The vast majority of advertising is aimed at adults ages 18 through 54. As reasons, experts cite their greater willingness to try out different brands; more residents per household (few 70-year-olds have three kids at home), which equals more volume in terms of what’s purchased; and the desire to catch people when they’re young, hopefully turning them into loyal customers for decades to come.
Put simply, this means millions of older folks watching Diagnosis Murder aren’t worth nearly as much to CBS as their kids and grandchildren viewing NBC’s Friends. That’s primarily why network TV has been a place where seniors range from invisibility to derision, comically dismissed as old coots or horny grandmas.

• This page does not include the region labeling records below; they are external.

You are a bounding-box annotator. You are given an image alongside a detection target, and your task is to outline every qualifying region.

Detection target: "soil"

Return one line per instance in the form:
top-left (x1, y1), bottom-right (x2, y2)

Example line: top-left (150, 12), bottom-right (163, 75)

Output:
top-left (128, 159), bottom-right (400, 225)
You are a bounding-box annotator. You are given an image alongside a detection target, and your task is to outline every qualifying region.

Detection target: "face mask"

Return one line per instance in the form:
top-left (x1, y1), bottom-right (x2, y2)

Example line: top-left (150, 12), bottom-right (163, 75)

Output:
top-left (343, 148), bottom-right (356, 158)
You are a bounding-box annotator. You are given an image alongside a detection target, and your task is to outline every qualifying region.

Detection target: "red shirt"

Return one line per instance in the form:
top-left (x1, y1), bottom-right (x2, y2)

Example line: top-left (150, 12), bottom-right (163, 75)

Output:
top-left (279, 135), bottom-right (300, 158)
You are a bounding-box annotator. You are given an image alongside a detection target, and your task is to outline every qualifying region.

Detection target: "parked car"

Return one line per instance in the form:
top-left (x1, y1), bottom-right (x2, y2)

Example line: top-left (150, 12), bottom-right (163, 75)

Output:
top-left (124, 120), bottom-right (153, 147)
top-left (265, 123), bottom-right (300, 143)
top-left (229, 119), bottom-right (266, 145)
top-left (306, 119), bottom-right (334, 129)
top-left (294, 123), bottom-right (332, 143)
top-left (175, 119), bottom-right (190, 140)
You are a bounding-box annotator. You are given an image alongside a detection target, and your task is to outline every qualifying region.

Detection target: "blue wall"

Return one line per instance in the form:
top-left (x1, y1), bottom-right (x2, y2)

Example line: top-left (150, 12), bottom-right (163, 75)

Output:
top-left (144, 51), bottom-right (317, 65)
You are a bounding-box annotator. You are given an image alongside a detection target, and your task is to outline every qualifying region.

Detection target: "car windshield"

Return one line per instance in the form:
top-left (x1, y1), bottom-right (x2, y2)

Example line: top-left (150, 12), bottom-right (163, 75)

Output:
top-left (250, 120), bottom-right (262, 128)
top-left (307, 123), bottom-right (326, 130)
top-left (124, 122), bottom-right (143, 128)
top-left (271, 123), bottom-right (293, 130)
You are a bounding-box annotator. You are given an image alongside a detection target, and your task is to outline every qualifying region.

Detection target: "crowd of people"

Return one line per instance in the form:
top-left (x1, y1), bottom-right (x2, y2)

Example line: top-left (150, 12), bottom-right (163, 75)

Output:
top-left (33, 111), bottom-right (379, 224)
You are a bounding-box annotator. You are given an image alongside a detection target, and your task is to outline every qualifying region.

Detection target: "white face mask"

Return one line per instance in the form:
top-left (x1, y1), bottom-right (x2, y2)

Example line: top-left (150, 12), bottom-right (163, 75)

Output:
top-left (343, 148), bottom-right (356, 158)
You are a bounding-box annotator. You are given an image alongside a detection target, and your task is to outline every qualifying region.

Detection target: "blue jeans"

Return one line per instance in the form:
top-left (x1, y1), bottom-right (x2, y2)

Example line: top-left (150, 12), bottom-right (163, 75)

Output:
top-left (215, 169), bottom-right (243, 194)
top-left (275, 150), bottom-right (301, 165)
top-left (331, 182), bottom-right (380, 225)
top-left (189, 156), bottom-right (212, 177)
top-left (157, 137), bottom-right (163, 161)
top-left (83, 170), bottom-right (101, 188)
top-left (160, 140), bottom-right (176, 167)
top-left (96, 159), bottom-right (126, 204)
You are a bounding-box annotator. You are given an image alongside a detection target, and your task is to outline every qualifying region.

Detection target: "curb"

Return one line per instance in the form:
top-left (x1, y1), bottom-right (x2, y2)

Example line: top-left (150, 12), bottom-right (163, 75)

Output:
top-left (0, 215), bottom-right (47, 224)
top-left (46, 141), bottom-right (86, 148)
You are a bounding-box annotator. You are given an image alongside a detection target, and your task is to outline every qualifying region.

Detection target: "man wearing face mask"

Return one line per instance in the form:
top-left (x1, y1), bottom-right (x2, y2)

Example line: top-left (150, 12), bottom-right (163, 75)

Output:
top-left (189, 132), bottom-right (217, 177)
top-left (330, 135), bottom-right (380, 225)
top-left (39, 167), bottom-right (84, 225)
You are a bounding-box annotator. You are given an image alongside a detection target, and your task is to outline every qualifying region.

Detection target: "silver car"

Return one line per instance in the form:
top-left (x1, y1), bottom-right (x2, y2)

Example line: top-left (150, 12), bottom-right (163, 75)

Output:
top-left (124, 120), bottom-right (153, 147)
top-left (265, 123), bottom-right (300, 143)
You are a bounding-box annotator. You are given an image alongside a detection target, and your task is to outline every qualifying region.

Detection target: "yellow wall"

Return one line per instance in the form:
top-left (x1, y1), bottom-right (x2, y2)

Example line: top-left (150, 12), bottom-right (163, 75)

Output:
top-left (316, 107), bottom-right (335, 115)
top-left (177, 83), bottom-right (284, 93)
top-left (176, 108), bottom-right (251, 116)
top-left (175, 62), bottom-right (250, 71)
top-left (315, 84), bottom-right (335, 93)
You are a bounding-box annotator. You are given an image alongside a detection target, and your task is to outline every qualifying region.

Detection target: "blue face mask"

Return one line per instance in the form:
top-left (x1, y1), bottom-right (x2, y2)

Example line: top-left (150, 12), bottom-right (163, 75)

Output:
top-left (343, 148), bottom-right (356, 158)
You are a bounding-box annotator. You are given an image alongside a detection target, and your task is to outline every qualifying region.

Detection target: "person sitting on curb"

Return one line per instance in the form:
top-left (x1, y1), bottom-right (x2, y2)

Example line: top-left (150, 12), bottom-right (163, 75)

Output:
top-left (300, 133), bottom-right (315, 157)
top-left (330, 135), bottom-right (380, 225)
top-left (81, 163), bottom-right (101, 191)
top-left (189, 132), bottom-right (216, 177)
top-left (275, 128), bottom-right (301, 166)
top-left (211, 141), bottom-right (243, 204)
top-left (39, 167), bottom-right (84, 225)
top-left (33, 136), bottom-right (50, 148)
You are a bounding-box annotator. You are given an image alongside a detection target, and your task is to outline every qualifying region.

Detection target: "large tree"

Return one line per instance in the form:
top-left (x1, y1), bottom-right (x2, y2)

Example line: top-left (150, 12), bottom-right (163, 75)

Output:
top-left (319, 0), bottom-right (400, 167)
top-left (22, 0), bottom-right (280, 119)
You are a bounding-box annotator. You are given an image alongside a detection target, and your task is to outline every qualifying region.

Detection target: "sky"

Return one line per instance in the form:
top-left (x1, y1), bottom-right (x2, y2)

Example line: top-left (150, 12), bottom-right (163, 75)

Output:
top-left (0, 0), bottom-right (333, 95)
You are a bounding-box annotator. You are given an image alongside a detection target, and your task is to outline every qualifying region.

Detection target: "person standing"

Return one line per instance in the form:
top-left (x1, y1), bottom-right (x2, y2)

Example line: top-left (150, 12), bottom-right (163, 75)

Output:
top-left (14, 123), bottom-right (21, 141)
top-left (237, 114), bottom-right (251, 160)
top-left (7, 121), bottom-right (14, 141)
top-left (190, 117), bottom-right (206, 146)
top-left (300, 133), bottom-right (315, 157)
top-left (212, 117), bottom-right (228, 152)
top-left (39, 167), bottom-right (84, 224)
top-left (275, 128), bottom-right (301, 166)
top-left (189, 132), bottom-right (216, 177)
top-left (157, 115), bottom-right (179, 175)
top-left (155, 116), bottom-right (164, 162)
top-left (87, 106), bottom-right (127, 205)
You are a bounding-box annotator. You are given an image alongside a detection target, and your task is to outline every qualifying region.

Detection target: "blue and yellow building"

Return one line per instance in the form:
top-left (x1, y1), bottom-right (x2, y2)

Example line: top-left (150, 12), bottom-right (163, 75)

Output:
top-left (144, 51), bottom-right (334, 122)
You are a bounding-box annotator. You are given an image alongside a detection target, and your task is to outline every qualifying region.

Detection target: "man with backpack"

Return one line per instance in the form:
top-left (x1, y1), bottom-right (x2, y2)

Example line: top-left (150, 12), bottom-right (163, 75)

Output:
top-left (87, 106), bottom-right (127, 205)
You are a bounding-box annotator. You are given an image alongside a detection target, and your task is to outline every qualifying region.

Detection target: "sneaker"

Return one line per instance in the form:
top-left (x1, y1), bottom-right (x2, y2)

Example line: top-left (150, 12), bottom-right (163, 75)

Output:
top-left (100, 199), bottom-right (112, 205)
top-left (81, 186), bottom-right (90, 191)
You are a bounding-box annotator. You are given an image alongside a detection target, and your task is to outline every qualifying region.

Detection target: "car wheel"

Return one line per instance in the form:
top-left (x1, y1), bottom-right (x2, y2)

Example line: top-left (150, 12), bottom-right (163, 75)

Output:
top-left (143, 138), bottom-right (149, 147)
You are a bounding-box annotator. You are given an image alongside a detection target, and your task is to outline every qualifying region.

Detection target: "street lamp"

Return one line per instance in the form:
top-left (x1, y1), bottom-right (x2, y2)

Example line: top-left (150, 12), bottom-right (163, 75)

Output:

Small wonder that Monika White, president of the Center for Healthy Aging in Santa Monica, says that when it comes to the media, “Age discrimination is pretty blatant. … It feeds into a lot of myths — that older people can’t do anything, that they’re doddering. The most damage that happens is it (fosters) an unspoken fear of aging, when most people 65 and older are really just fine.”
If nothing else, the actors mentioned should inspire producers to consider taking better advantage of the seasoned talent twiddling its thumbs out there. Seeing more vibrant characters with a little gray in their hair may not entice more young adults to watch, but it will provide a more accurate vision of what awaits them and maybe even result in more entertaining shows.